Dringliche Anfrage „neoliberale Vorgangsweise der Sozialdemokratie in der Causa WBV-GFW bzw. WBV-GÖD um Michael Tojner“

GR Maximilian Krauss, MA (FPÖ) begründete die Dringliche Anfrage damit, dass der soziale Wohnbau, „zum roten Sumpf verkommen“ sei. Aus einer einstigen „schönen Geschichte“ seien „verfallende Gemeindebauten, Mietspekulationen, die Wohnraum oft günstigst von der Stadt kaufen und teuer verkaufen“ geworden. Die Freiheitlichen hätten aufgedeckt, dass der Bauträger ARWAG „still und heimlich verscherbelt“ worden sei. Krauss erwähnte weitere Ungereimtheiten, die „gerade von Juristen rechtlich geprüft werden“. Politisch sei aber jetzt schon klar, dass die Stadt diese Vorgänge zugelassen habe und das sei „fahrlässig, dass Tojner sich ungeniert an gemeinnützigem Wohnbau bedienen kann“. Dem damaligen Wohnbaustadtrat und jetzigem Bürgermeister sei vorzuwerfen, dass ein „Immobilienspekulant gemeinnützigen Wohnbau zerschlägt und Geschäfte macht“. Sozialer Wohnbau solle für Wiener*innen bereitstehen und „nicht für Gewinne“. Der Revisionsverband würde diesen Skandal nun prüfen. Krauss warf der Stadt vor, dass der Leiter der MA 50 keine „verbindlichen Schritte“ veranlasst habe und die Stadt trotz Kritik nicht eingeschritten sei. Es seien „Erkenntnisse schubladisiert worden, es habe kein Interesse an personellen Konsequenzen oder an politischer Aufklärung seitens der Stadtregierung gegeben“. Er kritisierte vehement, dass der Bürgermeister dem Treiben kein Ende gesetzt habe, „vielleicht galant weggesehen oder einen Trick angewandt habe, um Tojner zu unterstützen. Damit wollen wir Sie nicht durchkommen lassen“. Er hoffte, dass er sich nicht hinter Formalitäten zurückziehen, sondern sachlich antworte.
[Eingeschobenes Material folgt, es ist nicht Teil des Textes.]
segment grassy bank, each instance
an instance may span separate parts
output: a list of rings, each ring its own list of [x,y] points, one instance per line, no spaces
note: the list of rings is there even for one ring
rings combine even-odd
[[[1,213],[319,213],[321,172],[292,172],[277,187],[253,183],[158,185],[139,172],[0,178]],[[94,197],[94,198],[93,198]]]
Bürgermeister Dr. Michael Ludwig (SPÖ) erläuterte, dass GR Krauss zurecht angesprochen habe, es handle sich um eine „Querschnittmaterie“. Er bezweifelte allerdings, ob die Fraktion „das richtige Gremium für die Behandlung dieser dringlichen Anfrage gewählt hat. Denn ich möchte grundsätzlich festhalten, dass sich das Anfragerecht auf Gemeindeebene nach den einschlägigen Bestimmungen der Wiener Stadtverfassung nur auf den eigenen Wirkungsbereich der Gemeinde bezieht, wozu sowohl Angelegenheiten der Hoheitsverwaltung als auch der Privatwirtschaftsverwaltung der Gemeinde zählen“. Im vorliegenden Zusammenhang sei weiters festzuhalten, dass „gemäß § 29 Absatz 1 des Wohnungsgemeinnützigkeitsgesetzes, kurz WGG, die gesamte Geschäftsführung gemeinnütziger Bauvereinigungen der behördlichen Überwachung durch die Landesregierung unterliegt.“ So bedürfe eine Vereinbarung über den Erwerb von Anteilen betreffend gemeinnützige Bauvereinigungen der Zustimmung der Landesregierung.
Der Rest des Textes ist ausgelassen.